Cafeteria goes gluten-free

Melissa Thorne

A common question among Wilkes students during the lunch rush hours of 11 a.m. to 2 p.m. is always the same: What’s upstairs to eat? Referring to the menu for the cafeteria on the third floor of the Student Union Building, the basic station options are usually more of the same.

The sections Soup, Grill, Classics, Red Hot Chef, International, Vegetarian, Deli, Dessert and Pizza are what students are used to as an alternative to the Rifkin Café on the first floor. But thanks to Sodexo, who supplies the cafeteria with its meals, there is a new option of dining that many are unfamiliar with and that could benefit those with Celiac disease or adventurous students interested in trying something new.

A new gluten-free option has been added to the menus in the cafeteria. This not only exhibits Wilkes University’s attention to its student’s special and specific needs, but also the university’s diversity in more than just its student demographic. The new gluten-free options have been added to the cereal, sandwich and pasta stations in the cafeteria for those interested.

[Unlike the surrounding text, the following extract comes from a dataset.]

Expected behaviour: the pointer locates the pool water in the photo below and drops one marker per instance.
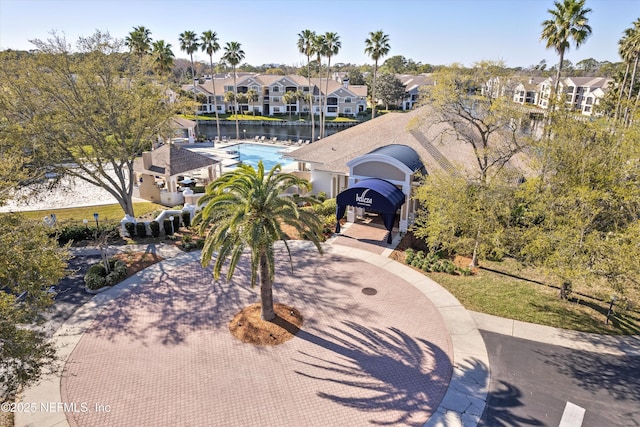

For those who are unaware, gluten is a protein found in wheat, barley, rye, malts and triticale used as a form of flavoring or thickening agent. Those with Celiac disease are unable to handle high levels of gluten and run the risk of serious stomach pains if consumed.

Even though this new addition is a major benefit for those with Celiac disease, there is nothing wrong with requesting that your next wrap or sandwich be gluten-free just for the sake of trying something different.

A common misconception is that gluten-free meals taste terrible and don’t look all that appetizing, but before you run away from the idea remember the common saying: “Don’t knock it till you try it.” You just might be surprised and find yourself enjoying something healthy and new. Whether or not Rifkin or Gambini’s will follow suit is unknown, but for now those interested can get their next gluten-free meal at the cafeteria.